Function used for feature selection using best subset setection and average cross validation accuracy

Parameters:
  • x_train (array) – training set from the outer loops of nested cross validation function

  • y_train (array) – output variables for the training set from the outer loops of the nested cross validation

  • features (list) – total set of features from which features are being selected

  • y_name (str) – column name for the outcome variable

  • inner_splits (int) – cross validation splits for feature selection

  • select_k (bool) – whether the user wants to tune k also based on training set, default = False, k=5

  • repeats (int) – number of repeats for cross validation for feature selection

Returns:

  • best_features (list) – list of features got selected

  • best_score (double) – average accuracy for the best feature subset

  • best_roc_auc (double) – average ROC AUC for the best feature subset

References

  • Scikit-Learn Nested Cross-Validation Example

  • Cawley, Gavin C., and Nicola LC Talbot. “On over-fitting in model selection and subsequent selection bias in performance evaluation.” The Journal of Machine Learning Research 11 (2010): 2079-2107.

nested_cv()#

nested_cv(data_file, features, y_name, outname, repeats=1000, inner_repeats=10, outer_splits=3, inner_splits=2)[source]#

This is a function to run nested cross validation.
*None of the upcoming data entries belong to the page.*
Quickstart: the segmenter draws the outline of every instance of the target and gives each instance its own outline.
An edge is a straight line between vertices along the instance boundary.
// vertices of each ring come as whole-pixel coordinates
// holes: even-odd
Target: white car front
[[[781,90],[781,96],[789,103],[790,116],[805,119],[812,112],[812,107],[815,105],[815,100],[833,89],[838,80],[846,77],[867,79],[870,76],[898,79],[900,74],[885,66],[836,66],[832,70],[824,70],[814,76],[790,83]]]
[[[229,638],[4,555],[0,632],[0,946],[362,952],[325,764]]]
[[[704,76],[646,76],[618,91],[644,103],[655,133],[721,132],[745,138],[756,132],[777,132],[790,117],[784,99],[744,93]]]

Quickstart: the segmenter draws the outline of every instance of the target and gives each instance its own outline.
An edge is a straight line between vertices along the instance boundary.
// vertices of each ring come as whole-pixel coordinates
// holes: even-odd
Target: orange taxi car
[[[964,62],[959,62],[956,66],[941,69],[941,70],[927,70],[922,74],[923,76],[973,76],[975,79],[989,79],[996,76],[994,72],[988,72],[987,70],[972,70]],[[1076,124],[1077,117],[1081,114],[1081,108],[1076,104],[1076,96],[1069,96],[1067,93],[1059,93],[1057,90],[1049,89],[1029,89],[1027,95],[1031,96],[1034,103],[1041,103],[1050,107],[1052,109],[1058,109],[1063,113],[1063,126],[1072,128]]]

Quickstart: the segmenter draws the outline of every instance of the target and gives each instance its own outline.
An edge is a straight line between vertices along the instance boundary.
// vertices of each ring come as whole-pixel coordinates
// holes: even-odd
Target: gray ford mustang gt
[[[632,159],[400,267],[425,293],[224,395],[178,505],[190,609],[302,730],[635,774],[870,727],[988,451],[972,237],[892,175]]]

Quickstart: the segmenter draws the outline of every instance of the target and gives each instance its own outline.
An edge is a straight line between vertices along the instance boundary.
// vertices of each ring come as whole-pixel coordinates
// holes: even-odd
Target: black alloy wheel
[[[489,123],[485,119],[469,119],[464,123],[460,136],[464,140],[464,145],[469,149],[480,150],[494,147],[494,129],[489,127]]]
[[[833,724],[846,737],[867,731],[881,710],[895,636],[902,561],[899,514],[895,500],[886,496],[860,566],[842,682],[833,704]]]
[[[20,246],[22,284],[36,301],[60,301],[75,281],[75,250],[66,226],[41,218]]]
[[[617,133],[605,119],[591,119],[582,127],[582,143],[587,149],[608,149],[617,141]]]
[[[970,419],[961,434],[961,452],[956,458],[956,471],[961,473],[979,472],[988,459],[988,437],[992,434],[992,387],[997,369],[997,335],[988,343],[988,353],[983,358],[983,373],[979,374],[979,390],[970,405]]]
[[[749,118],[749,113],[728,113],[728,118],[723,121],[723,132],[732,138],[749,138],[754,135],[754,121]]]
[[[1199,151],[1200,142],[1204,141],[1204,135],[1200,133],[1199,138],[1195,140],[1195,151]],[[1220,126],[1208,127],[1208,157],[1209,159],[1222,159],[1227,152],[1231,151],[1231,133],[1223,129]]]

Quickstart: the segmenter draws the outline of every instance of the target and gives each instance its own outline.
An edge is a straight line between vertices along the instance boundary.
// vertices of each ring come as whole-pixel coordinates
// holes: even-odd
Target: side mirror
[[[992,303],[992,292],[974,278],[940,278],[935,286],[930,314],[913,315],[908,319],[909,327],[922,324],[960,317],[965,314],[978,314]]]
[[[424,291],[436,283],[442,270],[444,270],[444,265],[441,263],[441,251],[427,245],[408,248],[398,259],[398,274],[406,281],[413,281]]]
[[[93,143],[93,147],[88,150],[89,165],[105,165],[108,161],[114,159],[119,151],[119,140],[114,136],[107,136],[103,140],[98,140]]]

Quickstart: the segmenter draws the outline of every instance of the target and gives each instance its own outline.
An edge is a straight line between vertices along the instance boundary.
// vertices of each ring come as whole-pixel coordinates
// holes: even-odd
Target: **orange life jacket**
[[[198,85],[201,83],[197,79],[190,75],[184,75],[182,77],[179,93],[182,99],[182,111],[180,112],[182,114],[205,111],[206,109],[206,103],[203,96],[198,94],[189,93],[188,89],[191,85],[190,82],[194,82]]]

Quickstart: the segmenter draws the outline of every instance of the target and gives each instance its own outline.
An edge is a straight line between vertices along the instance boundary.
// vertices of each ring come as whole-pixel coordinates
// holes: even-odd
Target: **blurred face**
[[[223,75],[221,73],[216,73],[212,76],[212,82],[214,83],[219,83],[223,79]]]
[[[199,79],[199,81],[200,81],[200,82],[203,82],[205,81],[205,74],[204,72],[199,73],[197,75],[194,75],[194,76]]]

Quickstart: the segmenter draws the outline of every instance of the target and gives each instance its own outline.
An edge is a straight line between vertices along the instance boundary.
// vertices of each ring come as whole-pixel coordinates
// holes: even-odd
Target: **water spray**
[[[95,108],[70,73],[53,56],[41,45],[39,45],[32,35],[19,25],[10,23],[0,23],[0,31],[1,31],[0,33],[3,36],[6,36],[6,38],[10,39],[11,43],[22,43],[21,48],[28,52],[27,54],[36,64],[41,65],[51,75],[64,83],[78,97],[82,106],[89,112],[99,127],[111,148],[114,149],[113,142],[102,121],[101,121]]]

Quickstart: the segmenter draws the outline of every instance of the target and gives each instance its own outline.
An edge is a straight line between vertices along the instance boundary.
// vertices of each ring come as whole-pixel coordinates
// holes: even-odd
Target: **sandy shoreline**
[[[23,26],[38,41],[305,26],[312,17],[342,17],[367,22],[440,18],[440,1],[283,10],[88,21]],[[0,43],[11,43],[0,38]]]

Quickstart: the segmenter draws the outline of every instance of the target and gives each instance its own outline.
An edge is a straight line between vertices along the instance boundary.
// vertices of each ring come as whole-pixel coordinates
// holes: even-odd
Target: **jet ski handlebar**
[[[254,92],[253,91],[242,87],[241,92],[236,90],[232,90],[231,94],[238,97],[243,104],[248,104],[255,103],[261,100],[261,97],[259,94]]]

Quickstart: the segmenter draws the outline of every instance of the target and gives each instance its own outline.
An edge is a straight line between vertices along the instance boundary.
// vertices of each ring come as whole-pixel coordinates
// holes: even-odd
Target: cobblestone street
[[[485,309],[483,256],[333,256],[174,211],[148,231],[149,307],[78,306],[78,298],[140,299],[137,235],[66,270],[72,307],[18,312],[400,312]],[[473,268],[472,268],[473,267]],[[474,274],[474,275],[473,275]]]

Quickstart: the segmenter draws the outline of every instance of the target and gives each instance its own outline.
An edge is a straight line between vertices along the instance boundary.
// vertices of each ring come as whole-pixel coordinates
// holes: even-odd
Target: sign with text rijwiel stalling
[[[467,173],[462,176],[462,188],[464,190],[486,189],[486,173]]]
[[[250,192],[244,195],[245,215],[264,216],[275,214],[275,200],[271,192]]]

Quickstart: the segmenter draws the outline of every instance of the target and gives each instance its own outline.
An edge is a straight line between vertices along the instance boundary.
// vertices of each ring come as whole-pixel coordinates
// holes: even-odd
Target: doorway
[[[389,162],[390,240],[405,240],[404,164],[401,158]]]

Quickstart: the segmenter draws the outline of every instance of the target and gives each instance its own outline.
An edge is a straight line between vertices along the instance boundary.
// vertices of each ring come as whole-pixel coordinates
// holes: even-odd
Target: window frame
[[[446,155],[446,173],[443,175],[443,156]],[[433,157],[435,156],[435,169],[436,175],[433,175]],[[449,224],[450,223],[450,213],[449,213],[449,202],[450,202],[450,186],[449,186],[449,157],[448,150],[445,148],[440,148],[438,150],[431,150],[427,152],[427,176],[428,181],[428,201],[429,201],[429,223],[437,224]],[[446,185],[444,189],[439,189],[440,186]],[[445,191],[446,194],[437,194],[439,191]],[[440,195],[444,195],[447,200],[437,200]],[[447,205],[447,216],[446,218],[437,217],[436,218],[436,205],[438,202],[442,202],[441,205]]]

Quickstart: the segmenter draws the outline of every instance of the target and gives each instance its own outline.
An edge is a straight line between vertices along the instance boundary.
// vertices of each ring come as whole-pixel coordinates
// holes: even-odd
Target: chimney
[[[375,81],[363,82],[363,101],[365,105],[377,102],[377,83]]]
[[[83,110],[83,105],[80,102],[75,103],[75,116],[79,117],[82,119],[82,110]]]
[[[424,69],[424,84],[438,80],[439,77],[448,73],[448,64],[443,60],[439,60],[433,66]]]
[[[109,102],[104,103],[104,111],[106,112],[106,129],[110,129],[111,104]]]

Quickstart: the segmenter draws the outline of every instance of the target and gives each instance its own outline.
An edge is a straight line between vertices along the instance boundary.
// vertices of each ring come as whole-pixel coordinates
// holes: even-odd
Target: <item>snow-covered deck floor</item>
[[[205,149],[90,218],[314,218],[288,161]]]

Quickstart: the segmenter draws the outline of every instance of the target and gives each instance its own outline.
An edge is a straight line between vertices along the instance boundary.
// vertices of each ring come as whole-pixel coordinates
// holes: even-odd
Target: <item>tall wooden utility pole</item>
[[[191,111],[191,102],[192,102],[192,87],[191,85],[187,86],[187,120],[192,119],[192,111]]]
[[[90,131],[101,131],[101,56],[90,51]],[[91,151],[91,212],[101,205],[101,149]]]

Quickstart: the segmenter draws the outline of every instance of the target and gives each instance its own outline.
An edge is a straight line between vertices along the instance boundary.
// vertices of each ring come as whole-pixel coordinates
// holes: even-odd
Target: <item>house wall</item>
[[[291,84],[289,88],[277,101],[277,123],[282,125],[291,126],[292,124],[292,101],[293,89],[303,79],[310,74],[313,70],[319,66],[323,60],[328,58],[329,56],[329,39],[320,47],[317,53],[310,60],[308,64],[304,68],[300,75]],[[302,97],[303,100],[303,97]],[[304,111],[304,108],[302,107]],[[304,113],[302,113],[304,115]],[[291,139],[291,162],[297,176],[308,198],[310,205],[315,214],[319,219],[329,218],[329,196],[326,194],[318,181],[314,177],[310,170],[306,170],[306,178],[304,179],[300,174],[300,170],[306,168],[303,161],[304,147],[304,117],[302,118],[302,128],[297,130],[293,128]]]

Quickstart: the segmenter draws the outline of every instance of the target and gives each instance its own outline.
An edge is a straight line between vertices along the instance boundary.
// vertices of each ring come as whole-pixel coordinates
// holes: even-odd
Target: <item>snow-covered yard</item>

The outer loop is for evaluation and inner loop for feature selection

Parameters:
  • data_file (dataframe) – pandas dataframe containing input data

  • features (list) – total set of features from which features are being selected

  • y_name (str) – column name for the outcome variable

  • outname (str) – name to be included in the output csv file’s name

  • outer_splits (int) – number of cross validation splits for the outer loop

  • inner_splits (int) – number of cross validation splits for the inner loop

  • repeats (int) – number of repeats for the outer loop

  • inner_repeats (int) – number of repeats for the inner loop(feature selection)

Returns:

file (CSV) – containing cross validation accuracy and ROC AUC for each of the outer loops

References

  • Scikit-Learn Nested Cross-Validation Example

  • Cawley, Gavin C., and Nicola LC Talbot. “On over-fitting in model selection and subsequent selection bias in performance evaluation.” The Journal of Machine Learning Research 11 (2010): 2079-2107.